I download a hundred songs a week sometimes. And then I just forget about them. A mix to me is: "I made this, I care about these songs, they've changed me in some way and I want you to experience them."
The line is thin, I know, in this interpretation. But i vote for the artifact.
i agree. you can download dozens of playlists all day. if we were going to do that, we might as wel say, "here's my playlist: . . ." or "download these now . . ." as i have seen in magazines. it's called a mixtape.
This one's a no brainer for me. I still own and use a record player. I can appreciate the argument, Isopraxis, but I vote the relic.
Mama sent me lovan:
No, not a golden ticket, but golden wrapping from what I assume a chocolate river to flow forth from. The package says truffles but I've never known truffles to be liquified, until this smoldering temptress of an island got her fire lips on them. The pseudo-fingersnack now rests like a brick in the drawer where my cheese used to be. I'll probably never get around to opening the package, potential messes just make my breath turn to wood, but comparable to the golden ticket --could the paucity of one young girl be quelled by a single golden package?-- YES! And you know why? Because this girl's sauvoeur came by way of heart. Only a true heart knows its lover. Ahhh mon amour le post. The post.
You know where my loyalties are.
iso:
perhaps you could submit your mix digital-wise, giving the group the URL to access it. I don't know..i see the virtue, but so far it seems that the bulk of opinion favors the hassle-way. But I also see that it will be more expensive for you to send the mixes via mail (living in Canada and such). How to compromise?
Oh, price is no object.
I was mostly thinking about the Axeman Cometh post when I thought I'd throw this fish out there: Just a notion of streamlining. I'm not fixated on escaping the physical medium of CD's.
I know how difficult it can be for a working person to make it to the post office to send off multiple packages - case in point: I still have a bag full of cuba to send to a clamato which has been sitting in my 'to deliver' closet at home along with handmade cuban hats and watches from china last year.

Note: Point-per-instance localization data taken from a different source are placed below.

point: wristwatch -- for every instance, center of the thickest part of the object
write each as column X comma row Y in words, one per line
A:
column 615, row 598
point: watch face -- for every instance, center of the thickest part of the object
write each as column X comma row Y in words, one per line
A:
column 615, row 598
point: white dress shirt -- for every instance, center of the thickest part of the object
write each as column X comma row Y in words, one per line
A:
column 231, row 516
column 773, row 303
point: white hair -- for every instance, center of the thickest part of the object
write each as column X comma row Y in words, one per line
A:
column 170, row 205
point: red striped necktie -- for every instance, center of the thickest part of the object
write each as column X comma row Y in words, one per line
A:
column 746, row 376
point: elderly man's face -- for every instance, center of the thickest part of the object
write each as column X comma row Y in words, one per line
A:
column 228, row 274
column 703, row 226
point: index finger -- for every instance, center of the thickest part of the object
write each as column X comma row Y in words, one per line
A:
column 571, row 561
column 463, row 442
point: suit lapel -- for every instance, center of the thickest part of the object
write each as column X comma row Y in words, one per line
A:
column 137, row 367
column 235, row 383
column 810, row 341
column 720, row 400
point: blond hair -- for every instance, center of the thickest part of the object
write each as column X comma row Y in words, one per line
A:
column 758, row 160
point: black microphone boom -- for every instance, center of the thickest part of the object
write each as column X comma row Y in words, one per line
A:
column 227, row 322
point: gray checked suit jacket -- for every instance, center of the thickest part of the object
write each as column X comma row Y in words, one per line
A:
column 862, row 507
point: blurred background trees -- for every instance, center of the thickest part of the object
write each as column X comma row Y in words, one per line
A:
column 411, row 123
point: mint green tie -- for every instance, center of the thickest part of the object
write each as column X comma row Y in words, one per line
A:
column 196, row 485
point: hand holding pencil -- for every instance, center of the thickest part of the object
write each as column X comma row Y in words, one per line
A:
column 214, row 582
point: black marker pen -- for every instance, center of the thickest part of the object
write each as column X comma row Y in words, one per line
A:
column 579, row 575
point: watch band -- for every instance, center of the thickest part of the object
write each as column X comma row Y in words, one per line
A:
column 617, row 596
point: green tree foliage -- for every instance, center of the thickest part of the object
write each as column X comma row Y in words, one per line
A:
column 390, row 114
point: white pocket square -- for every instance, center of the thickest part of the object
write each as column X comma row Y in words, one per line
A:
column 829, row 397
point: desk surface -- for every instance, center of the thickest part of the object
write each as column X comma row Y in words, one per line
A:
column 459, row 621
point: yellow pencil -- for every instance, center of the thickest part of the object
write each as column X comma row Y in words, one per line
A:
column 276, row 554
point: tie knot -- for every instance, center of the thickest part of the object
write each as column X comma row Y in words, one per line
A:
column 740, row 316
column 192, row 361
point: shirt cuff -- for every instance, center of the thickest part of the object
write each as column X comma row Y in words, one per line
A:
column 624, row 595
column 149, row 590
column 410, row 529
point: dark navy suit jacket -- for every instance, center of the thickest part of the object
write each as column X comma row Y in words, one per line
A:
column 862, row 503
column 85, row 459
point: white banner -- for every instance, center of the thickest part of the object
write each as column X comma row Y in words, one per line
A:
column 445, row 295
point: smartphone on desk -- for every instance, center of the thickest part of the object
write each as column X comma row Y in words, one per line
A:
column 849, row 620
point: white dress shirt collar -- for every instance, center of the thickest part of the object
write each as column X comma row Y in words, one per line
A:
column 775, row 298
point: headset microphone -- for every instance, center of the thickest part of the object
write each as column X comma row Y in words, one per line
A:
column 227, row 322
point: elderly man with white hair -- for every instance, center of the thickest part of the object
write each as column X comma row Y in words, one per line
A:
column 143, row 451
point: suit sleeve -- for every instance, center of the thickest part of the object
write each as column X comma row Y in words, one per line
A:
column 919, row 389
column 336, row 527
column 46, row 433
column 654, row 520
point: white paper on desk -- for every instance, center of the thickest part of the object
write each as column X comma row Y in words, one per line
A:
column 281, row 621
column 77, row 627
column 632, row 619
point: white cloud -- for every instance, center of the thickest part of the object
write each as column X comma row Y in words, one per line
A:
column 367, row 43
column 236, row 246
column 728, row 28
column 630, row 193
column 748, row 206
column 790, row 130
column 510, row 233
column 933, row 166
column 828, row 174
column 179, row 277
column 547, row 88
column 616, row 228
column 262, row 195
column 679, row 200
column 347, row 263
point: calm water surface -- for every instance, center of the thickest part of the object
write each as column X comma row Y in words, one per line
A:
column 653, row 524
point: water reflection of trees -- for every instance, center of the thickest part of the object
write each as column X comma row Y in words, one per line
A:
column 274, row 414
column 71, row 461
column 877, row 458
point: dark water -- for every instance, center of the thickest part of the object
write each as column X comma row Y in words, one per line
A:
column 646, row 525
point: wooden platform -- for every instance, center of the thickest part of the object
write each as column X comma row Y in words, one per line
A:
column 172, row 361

i agree that part of the gift of sharing is sharing something physical. Most folks get gratification from opening mail to find a prize. . . But I can also see the sense in simplifying this activity to make it as parsimonious as possible
Just for the record...when I mailed the discs out, the US addresses were about 85 cents, and the one to Canada was about $1.25. I hand delivered two, and doubled up the two people who had the same address, and it all cost me less than ten bucks.
Iso, I've got no problem with you keeping your tracks digital, I'll just burn my own copy later. No biggie. Do whatcha gotta do.
I like sealed with kisses. So I'd better see lots of digitized kisses if people start rolling this way. I believe lovin' CAN be computed, just like Alan Thicke's robotic child of our yesteryears. Or the sassy and adorable Small Wonder.
And I, however, will probably forever snailmail my mixes because how can I properly produce my whipped cream delights without actually dipping my cd cases in candy chocolate syrups and icings to seal the artistic themes of my heart/soul/wind/fire? My advice would be to follow your heart, and if you heart is tinny and mechanical and easily uploaded to a pale-throated website database hypercard, then I'll take it, damn it. I'll take it with a grin.